If not, the function that requires more than what the current Concept
provides actually needs a larger Concept that it's asking for, in which
case all its callers *need* to be updated anyway. It's no different from
deciding that a function that used to take struct S1 now needs to take
struct S2 instead -- there's no way to avoid having to update all code
that calls the function so that they pass in the new type.

Concepts can derive from other Concepts too, so a ForwardRange concept
need not repeat the traits specified by the InputRange concept; it can
simply specify that a forward range supports all InputRange traits, plus
the .save method.

If you like, think of Concepts as compile-time interface definitions.

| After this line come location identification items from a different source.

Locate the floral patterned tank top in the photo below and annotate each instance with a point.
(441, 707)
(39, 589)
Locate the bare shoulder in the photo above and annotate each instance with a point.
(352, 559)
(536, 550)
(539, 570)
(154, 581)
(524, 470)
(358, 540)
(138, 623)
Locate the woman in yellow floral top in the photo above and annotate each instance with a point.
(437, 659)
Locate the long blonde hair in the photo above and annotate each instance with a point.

> > Anyone know how Rust traits and C++ concepts deal with this?
> 
> You may aus well ask "How do interfaces in OO programming deal with
> this?".  Frankly, I've never had an issue with that. Or it's a hint
> for design problems.
> 
> Traits (and interfaces) are mostly not that fine grained, i.e. you
> don't have a trait/interface for every method.
> They should ideally define an abstraction/entity with a semantic
> meaning.  If your constraint "hasColor(x)" just means "x has method
> color()", and then implement it for every class that has this method,
> you can just as well omit constraints and use duck typing.
[...]

Yes, the value of Concepts mostly comes from the, um, concepts that
group together a set of traits that characterize a particular category
of types. Like input range, forward range, or output range.  It's of more
limited utility for testing traits individually.  You're not really
thinking in terms of individual traits, at least not directly, when
you're using Concepts; you're thinking in terms of the conceptual
abstraction that the Concept represents. The compiler does the checking
of individual traits for you.


T

-- 
The richest man is not he who has the most, but he who needs the least.